Liu snorted. “Absence is as ominous as presence, in my tapes.”

“Could have been an axial tilt, you know, and what’s now the ice caps were their homegrounds,” Shavva suggested. “They got caught in the blizzards and froze. We do have ice cores, which could very well produce tissue and bone fragments.”

“Well, this P.E. has only a fifteen-degree axial tilt; the probes set the magnetic poles very near the ecliptic north and south, maybe fifteen degrees away from tilt.”

“We’ll know when we get back to the ship and have a chance to study things. Are today’s samples ready to go back to Castor?”

“Yeah, but I wish the fardles he’d sent us back
his
conclusions. He’s had time.” Liu scowled as he handed his latest containers to Ben to pack in the case to be launched back to the spacecraft.

“Maybe they all moved north,” Ben said in a spirit of helpfulness.

“To winter?”

“This continent’s not in full summer yet.”

“Well, it’d never get hot enough to fry things, not with the prevailing winds this continent’s got.” Liu refused to be mollified.

On their way north they paused on the largest of a group of islands: basaltic, riddled with caves, bearing the profusion and lush growth common to tropical climes. They noted several unusual reptilian forms, more properly large herpetoids of truly revolting appearance.

“I’ve seen uglier ones,” Ben remarked, examining at a safe distance one horny monster, seven centimeters broad and five high, which waved tentacles and claws in an aggressive manner. They could discern neither mouth nor eyes. The olfactor gave a stench reading; and the creature’s back was covered with insectoid forms.

“External digestive system?” Shavva suggested, peering at the thing. “And—wow!”

The creature had sped forward suddenly, its nether end now covered with tiny barbs. At the same time, the olfactor reading went off the scale, and a repellent stench filled the little clearing.

“Look, it backed into that spiny plant,” Ben said, pointing to the little bush. “And got shot in the ass.”

Standing well back and using a long stick, Shavva nudged one of the remaining spines and was rewarded with a second launching.

“Well, a clever plant. Didn’t just let loose in all directions. I wonder what would deactivate it?”

“Cold?” Liu suggested.

“There’s a small one here,” Shavva observed. She sprayed it with the cryo and gave it an exploratory prod. When it did not respond she packed it in a specimen box.

That evening, as they were readying the day’s tube for Castor, Liu let out a whoop, holding up a glowing specimen tube for the others to see.

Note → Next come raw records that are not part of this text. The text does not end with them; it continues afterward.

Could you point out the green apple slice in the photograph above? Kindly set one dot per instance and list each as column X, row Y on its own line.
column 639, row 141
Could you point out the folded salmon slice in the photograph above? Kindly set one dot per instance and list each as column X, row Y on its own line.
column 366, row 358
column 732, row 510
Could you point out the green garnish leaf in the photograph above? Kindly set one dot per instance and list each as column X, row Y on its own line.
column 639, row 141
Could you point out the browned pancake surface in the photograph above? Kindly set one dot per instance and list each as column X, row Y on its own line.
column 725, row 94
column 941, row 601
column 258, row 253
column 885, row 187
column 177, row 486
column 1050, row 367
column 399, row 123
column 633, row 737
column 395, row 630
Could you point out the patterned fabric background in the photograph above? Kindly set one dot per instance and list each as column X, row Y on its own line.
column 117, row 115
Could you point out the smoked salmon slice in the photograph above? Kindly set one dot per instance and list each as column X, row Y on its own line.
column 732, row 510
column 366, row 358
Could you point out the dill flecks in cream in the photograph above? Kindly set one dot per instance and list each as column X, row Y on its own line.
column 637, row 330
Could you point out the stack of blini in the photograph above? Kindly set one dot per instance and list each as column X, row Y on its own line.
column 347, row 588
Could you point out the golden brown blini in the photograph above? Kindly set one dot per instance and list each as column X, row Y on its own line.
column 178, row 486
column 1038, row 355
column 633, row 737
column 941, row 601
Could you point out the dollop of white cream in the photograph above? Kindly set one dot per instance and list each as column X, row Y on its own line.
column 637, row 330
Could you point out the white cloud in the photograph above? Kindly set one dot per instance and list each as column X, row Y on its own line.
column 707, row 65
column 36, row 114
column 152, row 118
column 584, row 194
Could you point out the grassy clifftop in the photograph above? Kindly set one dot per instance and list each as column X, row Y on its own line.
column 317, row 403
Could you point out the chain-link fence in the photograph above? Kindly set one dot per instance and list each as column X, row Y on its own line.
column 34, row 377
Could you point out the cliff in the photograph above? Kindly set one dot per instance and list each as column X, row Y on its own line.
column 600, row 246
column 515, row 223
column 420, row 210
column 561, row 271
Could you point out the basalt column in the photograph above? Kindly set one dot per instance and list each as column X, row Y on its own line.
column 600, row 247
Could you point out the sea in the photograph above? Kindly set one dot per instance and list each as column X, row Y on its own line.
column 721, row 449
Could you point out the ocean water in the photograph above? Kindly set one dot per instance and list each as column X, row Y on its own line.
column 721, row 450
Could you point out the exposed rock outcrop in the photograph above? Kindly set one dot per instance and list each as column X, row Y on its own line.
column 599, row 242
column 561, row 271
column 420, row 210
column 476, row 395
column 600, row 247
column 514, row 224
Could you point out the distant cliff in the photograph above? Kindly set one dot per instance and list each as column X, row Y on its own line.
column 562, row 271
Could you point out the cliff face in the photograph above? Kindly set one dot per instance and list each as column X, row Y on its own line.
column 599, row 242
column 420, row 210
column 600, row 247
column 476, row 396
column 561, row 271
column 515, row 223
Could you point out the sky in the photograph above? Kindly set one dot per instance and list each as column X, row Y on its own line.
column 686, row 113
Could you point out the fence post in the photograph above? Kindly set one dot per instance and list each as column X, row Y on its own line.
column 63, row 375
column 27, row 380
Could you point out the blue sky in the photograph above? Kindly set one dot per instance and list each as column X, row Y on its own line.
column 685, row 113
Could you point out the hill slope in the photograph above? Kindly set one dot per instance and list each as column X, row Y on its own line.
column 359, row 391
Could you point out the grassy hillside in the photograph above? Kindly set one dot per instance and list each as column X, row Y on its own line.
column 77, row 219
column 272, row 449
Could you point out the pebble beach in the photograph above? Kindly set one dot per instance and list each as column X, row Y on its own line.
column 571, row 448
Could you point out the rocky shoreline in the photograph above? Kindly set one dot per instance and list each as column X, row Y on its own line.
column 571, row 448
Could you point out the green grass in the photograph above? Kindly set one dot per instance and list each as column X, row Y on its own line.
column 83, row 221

“That growth I found in the big cave. Some sort of luminous variety of mycelium.” He covered it with his hand. “Indeed. Now you see it—” He opened his hand to let the tube glow again. “Now you don’t.” He closed his hand again, peering through thin cracks he permitted between two fingers. “Does oxygen trigger the luminosity?”

“You are not going back into the cave tonight, Liu,” Shavva said sternly. “We don’t have the spelunking equipment necessary to keep you from breaking your damned fool neck.”